И в прессе, и в обществе он считался страстным защитником искусства, потому что написал целую книгу под названием «Защита искусства»; он также слыл борцом за свободу, поскольку написал пламенное воззвание «Во имя свободы». Помимо безупречного вкуса он отличался мужеством, которое заставляло его сражаться с господством англосаксонской культуры, укрепляя тем самым господство своих друзей. Он не терпел, когда к произведениям искусства относились как к товару, но не настолько, чтобы ими не торговать, сколотив таким образом приличное состояние на торговле предметами искусства и собственными работами. Он воплощал собой тип свободного оригинала, эдакой ошибки природы весом в восемьдесят кило, включая трость.
В своем журнале «Estomac» он напечатал хвалебную статью о Герине Эскрибане главным образом потому, что риторическое искусство позволяло обнаружить некоторые озарения в его работах. К тому же он панически боялся вовремя не распознать великого художника, а потому не скупился на признания значимости и гениальности, чтобы уж точно не промахнуться. Ведь столько гонимых при жизни художников, которых забыли защитить, узнать и понять, вошли в историю, тогда как массу самых авторитетных лиц, восхвалявших претенциозные и модные бездарности, память потомков не сохранила.

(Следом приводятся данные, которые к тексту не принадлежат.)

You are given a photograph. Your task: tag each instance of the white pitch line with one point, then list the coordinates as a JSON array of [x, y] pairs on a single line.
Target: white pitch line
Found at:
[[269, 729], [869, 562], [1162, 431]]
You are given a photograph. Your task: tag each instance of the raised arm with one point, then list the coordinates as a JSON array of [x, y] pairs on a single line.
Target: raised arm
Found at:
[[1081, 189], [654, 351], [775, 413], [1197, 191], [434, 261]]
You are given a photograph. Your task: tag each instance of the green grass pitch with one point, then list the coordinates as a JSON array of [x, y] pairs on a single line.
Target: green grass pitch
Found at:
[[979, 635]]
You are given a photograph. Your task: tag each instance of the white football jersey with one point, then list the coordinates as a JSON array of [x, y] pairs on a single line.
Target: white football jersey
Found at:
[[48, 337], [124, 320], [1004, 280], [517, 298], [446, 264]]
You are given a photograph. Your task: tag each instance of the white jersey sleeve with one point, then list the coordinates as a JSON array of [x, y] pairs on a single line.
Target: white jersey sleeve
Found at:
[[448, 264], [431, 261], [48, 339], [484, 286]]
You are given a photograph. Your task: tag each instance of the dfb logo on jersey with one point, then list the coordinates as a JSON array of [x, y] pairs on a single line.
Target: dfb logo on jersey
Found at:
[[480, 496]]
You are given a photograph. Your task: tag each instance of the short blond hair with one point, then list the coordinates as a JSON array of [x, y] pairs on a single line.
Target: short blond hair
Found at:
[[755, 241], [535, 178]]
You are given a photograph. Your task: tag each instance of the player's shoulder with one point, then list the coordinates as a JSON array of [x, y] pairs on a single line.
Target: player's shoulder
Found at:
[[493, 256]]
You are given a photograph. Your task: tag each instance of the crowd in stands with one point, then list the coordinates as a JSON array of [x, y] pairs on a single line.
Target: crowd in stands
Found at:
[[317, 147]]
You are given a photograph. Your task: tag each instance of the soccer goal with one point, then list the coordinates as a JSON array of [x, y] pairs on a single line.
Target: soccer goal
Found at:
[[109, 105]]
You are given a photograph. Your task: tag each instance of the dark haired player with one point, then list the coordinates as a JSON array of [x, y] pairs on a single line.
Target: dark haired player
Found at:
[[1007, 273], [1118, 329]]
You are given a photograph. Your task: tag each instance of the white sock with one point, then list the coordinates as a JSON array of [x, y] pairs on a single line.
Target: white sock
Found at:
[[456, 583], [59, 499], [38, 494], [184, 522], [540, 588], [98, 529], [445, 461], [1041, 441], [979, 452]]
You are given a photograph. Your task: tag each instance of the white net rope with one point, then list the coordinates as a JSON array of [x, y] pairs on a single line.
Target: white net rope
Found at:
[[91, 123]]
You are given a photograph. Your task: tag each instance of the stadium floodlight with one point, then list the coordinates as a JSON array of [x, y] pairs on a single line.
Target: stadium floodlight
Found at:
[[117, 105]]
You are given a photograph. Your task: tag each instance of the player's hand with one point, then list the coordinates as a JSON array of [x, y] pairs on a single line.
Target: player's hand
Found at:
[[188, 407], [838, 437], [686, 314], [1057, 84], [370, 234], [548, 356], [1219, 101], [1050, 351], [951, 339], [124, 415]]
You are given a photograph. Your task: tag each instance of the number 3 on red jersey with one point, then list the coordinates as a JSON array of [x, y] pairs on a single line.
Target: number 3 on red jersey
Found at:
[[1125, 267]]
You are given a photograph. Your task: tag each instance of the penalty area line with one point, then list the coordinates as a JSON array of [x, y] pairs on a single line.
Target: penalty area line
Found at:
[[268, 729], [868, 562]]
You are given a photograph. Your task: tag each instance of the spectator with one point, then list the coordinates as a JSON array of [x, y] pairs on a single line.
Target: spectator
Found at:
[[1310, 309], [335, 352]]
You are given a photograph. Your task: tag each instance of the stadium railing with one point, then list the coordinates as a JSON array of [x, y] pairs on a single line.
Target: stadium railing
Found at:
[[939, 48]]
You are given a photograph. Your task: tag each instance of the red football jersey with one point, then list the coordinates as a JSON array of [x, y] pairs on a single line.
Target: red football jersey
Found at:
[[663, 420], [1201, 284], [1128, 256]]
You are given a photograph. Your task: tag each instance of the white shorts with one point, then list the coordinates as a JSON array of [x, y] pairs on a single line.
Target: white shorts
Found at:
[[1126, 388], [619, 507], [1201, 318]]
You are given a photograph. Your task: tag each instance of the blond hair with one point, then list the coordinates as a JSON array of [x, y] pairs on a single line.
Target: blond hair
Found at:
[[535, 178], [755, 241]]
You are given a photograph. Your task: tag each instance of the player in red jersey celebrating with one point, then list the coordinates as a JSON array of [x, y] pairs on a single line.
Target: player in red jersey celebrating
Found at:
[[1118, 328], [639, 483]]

Карденаль обратился к Фио с бесконечно долгой речью. Он говорил скромно и с любовью, в основном о себе, не переставая удивляться широте этой темы. Он рассказал ей несколько историй про Амброза Аберкомбри, которые якобы происходили на его глазах; увлекся и, разоткровенничавшись, признался в близкой дружбе с великими художниками прошлых десятилетий. Фио чувствовала себя неловко рядом с этим пожилым ироничным господином, у которого так хорошо подвешен язык. Она не знала, что ему сказать, и это было как нельзя кстати, поскольку Карденаль редко задавал вопросы, а когда с ним такое все же случалось, спешил на них ответить сам. В конце концов он бросил ее, как дикий зверь растерзанную и обглоданную добычу, насытившись и удовлетворившись демонстрацией собственного величия. Его образ задел сетчатку Фиониных глаз. Она моргнула, и он исчез, словно попавшая в глаз соринка. Во время этой односторонней встречи Фио хранила молчание, но иногда безмолвие таит в себе такие громы и молнии, что может легко испепелить сухие слова самых красноречивых ораторов.